Post-holiday Muse

Twas the night before Christmas, and I had a revelation.




I was in the guest room wrapping the gifts I had shipped north or stuffed into my extra suitcase, everything spread out before me on the bed. A cup of tea and my stepmom’s just-baked spice cookies stood on the night stand. My Pandora Christmas playlist filled the room with classics by Andy Williams and Bing Crosby.


Suddenly a flash of memory took me back to wrapping gifts in the same room four years earlier. It was the first Christmas without my mother. The house was literally cold and dark, every space empty with her absence. I wrapped gifts mechanically, my heart filled with sorrow, Sarah Mclachlan’s melancholy Wintersong album reflecting my mood with its beautiful and haunting melodies about the holidays, and loss.


But now, the house was literally warm and bright. It smelled like holiday baking, just as it used to when Mom was alive. Blooms burst from the two Christmas cactuses  my stepmom kept in the room, one of them on my mother’s old desk. Behind this year’s happier choice of music I could hear the lilting tones of my husband’s voice as he chatted with my dad and stepmom downstairs.


This was a redemptive moment, a gift so profound, and so characteristic of my redeeming Savior, that tears came to my eyes.

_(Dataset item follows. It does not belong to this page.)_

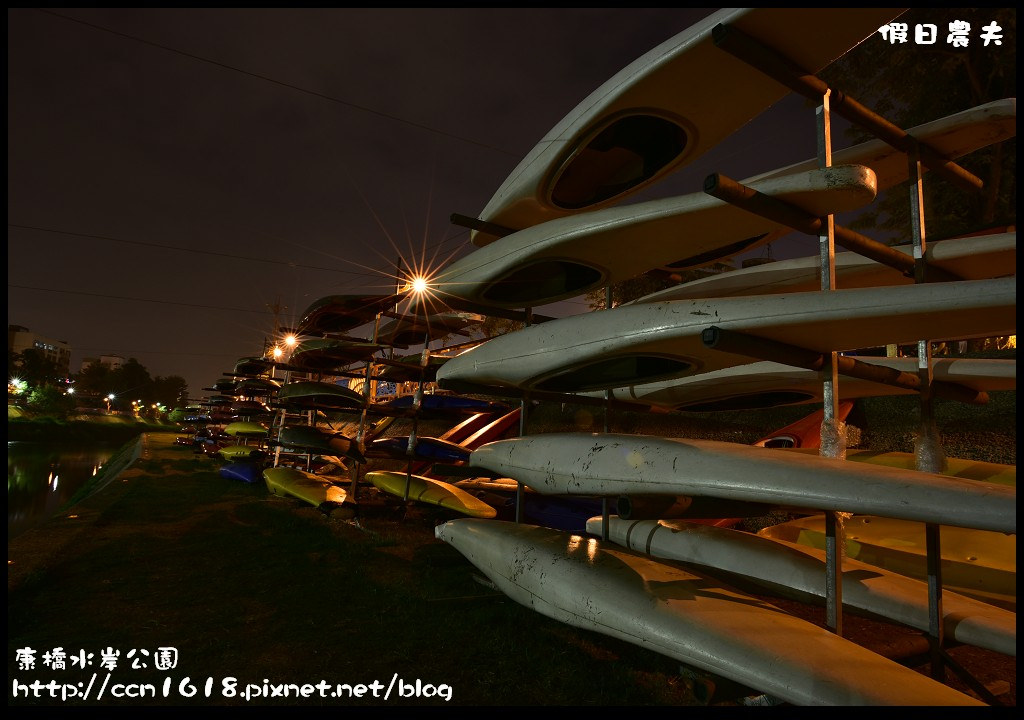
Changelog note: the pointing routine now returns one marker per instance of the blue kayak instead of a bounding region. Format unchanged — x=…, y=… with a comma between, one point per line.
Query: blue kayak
x=426, y=449
x=246, y=472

I will always miss my mom. No one can replace her, and tears come just as quickly when I think of her. But Christmas day brought more redemptive moments and lovely memories with family—the first Christmas we spent together since I got married. Once again, God had touched specific places and contexts of loss and brokenness with His redemptive love and grace, and I am quietly grateful.